Over and above this, 764 industrial units along the main stretch of the river and its tributaries Kali and Ramganga discharge 500 mld of mostly toxic waste. All efforts to rein in this pollution have failed.
The horror does not end here. These cities have grown without planning and investment, so most do not have underground drainage networks. Even in Allahabad and Varanasi 80 per cent of the areas are without sewers. Waste is generated but not conveyed to treatment plants. There is no power to run treatment plants; bankrupt municipalities and water utilities have no money to pay for operations. CPCB checked 51 out of 64 sewage treatment plants (STPs) along the Ganga in 2013. It found only 60 per cent of installed capacity of the plants was being used; 30 per cent of the STPs were not even operational. So actual treatment is even less, and untreated waste discharged into the river even more.
Ganga’s journey through Uttar Pradesh—from Kanpur through Unnao, Fatehpur to Raibareilly and then Allahabad and Varanasi via Mirzapur—is killing. The river does not get the chance to assimilate the waste poured into it from cities and industries. It is only in Allahabad that some cleaner water is added through the Yamuna, which helps it to recover somewhat. Then as it moves towards Varanasi, sewage is poured in again. It dies again.
This land is where the poorest of India live; where urban governance is almost non-existent; and pollution thrives. In 2013, CPCB identified 33 drains along the Kanpur-Varanasi stretch with high biological oxygen demand (BOD), the key indicator of pollution. Of the 33, seven are big offenders, with high BOD load.

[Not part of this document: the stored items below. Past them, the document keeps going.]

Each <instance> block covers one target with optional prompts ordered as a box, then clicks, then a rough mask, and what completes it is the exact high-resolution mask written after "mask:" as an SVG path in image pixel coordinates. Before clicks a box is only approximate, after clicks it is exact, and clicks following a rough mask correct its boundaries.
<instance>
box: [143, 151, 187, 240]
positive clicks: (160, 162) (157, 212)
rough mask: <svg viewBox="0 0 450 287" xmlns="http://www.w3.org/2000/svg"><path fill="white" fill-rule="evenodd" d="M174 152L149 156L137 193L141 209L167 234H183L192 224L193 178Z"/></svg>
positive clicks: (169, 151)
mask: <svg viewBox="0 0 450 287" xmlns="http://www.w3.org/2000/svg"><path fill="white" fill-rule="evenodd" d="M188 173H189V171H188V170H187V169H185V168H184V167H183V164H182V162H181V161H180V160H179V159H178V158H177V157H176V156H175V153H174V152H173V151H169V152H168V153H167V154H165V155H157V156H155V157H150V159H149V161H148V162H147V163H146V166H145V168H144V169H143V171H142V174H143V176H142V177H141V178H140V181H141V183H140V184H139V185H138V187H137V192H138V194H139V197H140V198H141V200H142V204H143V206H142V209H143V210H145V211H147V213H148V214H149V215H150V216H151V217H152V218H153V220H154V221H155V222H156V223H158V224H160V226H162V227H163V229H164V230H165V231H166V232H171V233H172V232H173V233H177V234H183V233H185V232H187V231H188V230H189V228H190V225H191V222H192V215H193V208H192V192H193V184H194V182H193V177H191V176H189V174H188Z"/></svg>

Uttar Pradesh has 687 grossly polluting industries, finds CPCB. These largely small scale, often illegal units—tanneries, sugar, pulp and paper and chemical—contribute 270 mld of wastewater. But what really matters is the location of the plants. While over 400 tanneries contribute only 8 per cent of the industrial discharge, they spew highly toxic effluent into the river and are located as a cluster near Kanpur. So the concentration of pollution is high. It is alarming that not much is happening to control pollution. The law is helpless. In 2013, an inspection of 404 industrial units by CPCB showed that all but 23 did not comply with the law. Directions have been issued and closure notices served. But it is business as usual.
Pollution has unnerved the people living along the river. After Uma Shankar manages to rinse his mouth, he says, “We cannot wash or bathe or catch fish. Why are the drains that pour in the city’s filth not plugged? People talk of cleaning the Ganga. The slogan should be ‘save the Ganga’.”